ARIA is not the first agency to model itself on DARPA. Germany’s Federal Agency for Disruptive Innovation known as SPRIN-D was created in 2019 to discover highly innovative research projects, support their development and help them break into the market. SPRIN-D has a budget of approximately $1 billion to 2029 and is designed to allow innovative entrepreneurs to advance ideas with as much flexibility as possible. Similarly, Japan’s Moonshot R&D programme collaborates across various governmental departments and with academia and industry to develop scientific solutions for a plethora of needs such as sustainable care systems for major diseases and sustainable global food supply.

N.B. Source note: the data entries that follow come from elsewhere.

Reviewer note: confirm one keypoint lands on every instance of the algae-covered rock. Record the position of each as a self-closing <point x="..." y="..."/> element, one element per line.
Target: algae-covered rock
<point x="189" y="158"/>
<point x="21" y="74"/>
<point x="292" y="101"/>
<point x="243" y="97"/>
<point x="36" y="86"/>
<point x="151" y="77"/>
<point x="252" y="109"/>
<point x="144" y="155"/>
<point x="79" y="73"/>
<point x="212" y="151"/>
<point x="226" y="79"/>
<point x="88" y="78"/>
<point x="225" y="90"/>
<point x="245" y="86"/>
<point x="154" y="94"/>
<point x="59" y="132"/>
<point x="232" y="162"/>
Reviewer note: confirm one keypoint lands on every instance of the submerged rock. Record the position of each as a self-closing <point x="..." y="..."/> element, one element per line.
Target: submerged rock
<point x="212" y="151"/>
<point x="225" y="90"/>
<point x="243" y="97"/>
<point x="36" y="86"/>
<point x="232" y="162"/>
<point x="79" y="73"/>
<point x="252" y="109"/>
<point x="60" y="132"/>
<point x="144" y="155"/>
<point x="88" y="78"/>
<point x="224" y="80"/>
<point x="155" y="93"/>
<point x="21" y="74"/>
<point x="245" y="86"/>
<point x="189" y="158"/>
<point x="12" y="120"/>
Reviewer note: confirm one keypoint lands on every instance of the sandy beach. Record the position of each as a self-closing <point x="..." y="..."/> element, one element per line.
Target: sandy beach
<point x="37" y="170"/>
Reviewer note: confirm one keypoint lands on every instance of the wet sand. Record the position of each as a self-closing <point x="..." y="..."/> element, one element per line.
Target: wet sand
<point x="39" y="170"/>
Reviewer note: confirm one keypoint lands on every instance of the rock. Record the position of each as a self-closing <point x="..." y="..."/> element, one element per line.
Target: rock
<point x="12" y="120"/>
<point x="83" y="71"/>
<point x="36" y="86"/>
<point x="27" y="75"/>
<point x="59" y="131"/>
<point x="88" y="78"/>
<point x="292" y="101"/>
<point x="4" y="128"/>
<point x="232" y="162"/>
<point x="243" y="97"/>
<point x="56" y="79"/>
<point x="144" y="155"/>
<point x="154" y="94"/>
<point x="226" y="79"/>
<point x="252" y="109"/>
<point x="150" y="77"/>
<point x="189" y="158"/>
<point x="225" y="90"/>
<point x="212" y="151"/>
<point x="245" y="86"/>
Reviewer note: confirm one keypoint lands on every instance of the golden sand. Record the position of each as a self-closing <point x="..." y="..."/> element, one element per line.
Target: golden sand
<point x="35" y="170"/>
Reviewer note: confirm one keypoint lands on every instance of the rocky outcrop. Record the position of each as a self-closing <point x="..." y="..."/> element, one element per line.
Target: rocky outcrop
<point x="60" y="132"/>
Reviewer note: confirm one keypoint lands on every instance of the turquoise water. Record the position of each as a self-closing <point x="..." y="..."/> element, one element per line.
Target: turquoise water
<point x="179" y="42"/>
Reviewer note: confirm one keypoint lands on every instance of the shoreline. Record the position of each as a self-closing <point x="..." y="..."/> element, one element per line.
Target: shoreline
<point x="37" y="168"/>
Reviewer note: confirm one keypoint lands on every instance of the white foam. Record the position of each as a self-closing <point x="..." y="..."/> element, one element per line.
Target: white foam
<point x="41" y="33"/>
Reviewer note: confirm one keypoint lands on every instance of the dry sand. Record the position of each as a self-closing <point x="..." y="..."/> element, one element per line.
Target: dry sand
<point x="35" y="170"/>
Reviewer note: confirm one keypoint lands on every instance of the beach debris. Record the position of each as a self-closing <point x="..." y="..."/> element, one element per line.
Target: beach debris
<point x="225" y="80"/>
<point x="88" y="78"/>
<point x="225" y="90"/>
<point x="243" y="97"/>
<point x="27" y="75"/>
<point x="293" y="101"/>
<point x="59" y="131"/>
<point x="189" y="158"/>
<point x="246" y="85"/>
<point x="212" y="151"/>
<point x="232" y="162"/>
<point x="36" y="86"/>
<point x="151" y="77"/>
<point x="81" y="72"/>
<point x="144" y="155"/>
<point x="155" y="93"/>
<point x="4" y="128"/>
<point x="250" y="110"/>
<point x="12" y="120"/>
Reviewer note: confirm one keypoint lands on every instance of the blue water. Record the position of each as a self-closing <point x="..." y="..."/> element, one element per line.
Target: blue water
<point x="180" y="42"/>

With ARIA support and funding, stories like Kromek’s could become commonplace in the UK, generating job opportunities and addressing the specific needs of the UK’s security and research and development landscape. An agency actively looking to collaborate with industry leaders regionally would also fulfil the Government’s levelling up agenda and help stop the brain drain, Paul Howell said.
However, despite ARIA’s flexibility, it will still have administrative and legal obligations. ARIA will be required to proactively share information on its activities. It will also be subject to the usual National Audit Office oversight of public bodies and Parliament will scrutinise its annual report. Furthermore, the Business Secretary will have power to intervene in the interests of national security, including directing the agency to cease collaboration with hostile actors or end a particular programme.
By greenlighting ARIA, the UK Government has made a clear move to align itself with other world nations that currently deploy DARPA-inspired agencies like Germany and Japan. The initiative will open the door to partnerships with multiple government department customers, unlocking new ways to tackle a range of security and societal problems while invigorating UK industry. Most of all, it will cement the United Kingdom as a scientific and technological powerhouse in the wake of Brexit and the Covid-19 pandemic.
Doctor Arnab Basu is the founding chief executive of Kromek Group, a spin-out from Durham University. It supplies cutting-edge radiation detection technology for Homeland Security, medical, industrial and laboratory applications.